Alexander Malofeev is a twenty-five-year-old Russian pianist now resident in Berlin whose debut album for Sony entitled 'forgotten melodies' is of a mastery, a pianism and poetry extraordinary at any age. His programme, alive with Russian nostalgia, is gloriously enterprising; Glinka, Medtner and Glazunov as well as Rachmaninov, and throughout, the playing is of a colour , imaginative reach and naturalness rare in even the finest pianists. In Balakirev's florid transcription of Glinka's 'The Lark' Malofeev makes it difficult to imagine an equal warmth and poetic freedom. He is gentle and confiding in Glinka's Mazurka, taking its cue from Chopin's formidable fifty-eight examples of the genre,   playful in the 'Polka,' magical and insinuating in the 'Waltz.'

   His most substantial offering on CD 1 is Medtner's set of 'Forgotten Melodies'(Malofeev's title) where he takes all the time in the world to 'sing' of his delight and commitment to his all-Russian theme, to its alternation of brooding and volubility. I doubt whether Medtner has had a more  persuasive or insinuating advocate. From others he may seem rambling and discursive, but not from Malofeev.
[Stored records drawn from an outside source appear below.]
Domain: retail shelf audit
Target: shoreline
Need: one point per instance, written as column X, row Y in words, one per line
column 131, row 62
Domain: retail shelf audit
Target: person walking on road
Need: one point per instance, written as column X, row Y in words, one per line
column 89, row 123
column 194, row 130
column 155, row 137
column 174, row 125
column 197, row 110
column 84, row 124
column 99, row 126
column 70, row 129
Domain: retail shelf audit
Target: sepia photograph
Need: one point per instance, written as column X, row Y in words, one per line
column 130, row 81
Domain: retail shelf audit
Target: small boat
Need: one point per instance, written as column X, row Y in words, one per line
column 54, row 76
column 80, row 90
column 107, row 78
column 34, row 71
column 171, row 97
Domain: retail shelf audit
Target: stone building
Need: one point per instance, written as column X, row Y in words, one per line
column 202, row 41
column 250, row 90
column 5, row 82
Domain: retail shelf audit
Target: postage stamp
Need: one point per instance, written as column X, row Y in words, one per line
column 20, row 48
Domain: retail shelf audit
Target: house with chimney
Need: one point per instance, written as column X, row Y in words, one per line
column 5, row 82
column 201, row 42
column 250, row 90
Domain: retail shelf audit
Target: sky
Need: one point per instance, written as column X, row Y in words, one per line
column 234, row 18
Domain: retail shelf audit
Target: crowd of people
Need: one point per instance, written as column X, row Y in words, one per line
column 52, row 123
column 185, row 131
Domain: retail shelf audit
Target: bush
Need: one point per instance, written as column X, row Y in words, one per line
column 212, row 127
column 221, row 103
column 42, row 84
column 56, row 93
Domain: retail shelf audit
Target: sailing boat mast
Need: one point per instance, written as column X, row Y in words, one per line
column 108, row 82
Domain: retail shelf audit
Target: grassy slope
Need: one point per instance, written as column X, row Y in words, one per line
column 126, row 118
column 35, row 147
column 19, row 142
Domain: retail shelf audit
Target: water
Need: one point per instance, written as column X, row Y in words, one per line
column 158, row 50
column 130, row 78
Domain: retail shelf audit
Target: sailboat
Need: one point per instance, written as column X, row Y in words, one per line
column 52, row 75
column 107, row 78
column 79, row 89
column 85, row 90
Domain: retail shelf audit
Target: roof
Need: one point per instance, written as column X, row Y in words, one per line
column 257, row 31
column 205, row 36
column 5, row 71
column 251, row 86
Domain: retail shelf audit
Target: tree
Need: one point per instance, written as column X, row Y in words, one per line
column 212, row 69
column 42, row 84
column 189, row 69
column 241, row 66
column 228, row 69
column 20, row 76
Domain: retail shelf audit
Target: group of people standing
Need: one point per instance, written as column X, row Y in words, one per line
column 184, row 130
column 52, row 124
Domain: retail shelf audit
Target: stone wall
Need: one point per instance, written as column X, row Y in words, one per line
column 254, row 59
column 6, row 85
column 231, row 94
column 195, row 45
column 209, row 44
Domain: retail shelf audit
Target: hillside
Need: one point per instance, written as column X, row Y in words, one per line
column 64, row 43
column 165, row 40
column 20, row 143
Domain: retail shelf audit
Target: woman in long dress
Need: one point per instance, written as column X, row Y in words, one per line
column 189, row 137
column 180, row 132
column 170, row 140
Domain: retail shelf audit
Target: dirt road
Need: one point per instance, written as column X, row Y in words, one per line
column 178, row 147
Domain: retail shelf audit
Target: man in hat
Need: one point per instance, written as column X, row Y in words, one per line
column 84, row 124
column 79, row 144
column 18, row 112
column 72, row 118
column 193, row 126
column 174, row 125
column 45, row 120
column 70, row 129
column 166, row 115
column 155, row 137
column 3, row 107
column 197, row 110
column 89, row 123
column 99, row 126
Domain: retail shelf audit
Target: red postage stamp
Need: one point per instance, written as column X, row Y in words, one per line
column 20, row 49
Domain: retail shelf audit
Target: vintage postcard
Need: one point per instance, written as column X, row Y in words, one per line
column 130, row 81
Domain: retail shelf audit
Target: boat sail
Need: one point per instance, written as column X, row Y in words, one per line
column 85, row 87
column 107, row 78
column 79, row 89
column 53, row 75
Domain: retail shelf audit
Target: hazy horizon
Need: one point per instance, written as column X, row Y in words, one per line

   In Rachmaninov he gives us 'the' Prelude making his listeners listen afresh to the over- familiar, and in the B flat minor Sonata, played in the revised 1931 version--which omits too much of the original from 1913-- the playing is. once again, a dream. You seem to hear the Sonata anew with 'voicing at once subtle and bold, arresting at every level. And while I would never want to be without Van Cliburn's legendary Moscow performance, Malofeev, in a radically different way, holds you with every note; never more so than in final pages where his sudden turn of speed, his velocity is truly breathtaking.

   The climax of the early 'Elegie' blazes as it were out of darkness and the selection from the Etudes-tableaux from opus 33, including  the two extra ones Rachmaninov discarded is, again typical of Malofeev's enterprise.

   Finally, Glazunov and, curiously, a setting other than Manuel de Falla's of 'Song of the Volga Boatmen' while in  'Valse'  there is a natural empathy that makes you long to hear this pianist in the two Sonatas, Glazunov's major keyboard works.

   Sony's sound is superb capturing all of Malofeev's immense dynamic range. In sixty or so years of reviewing I have seldom heard a more remarkable record debut.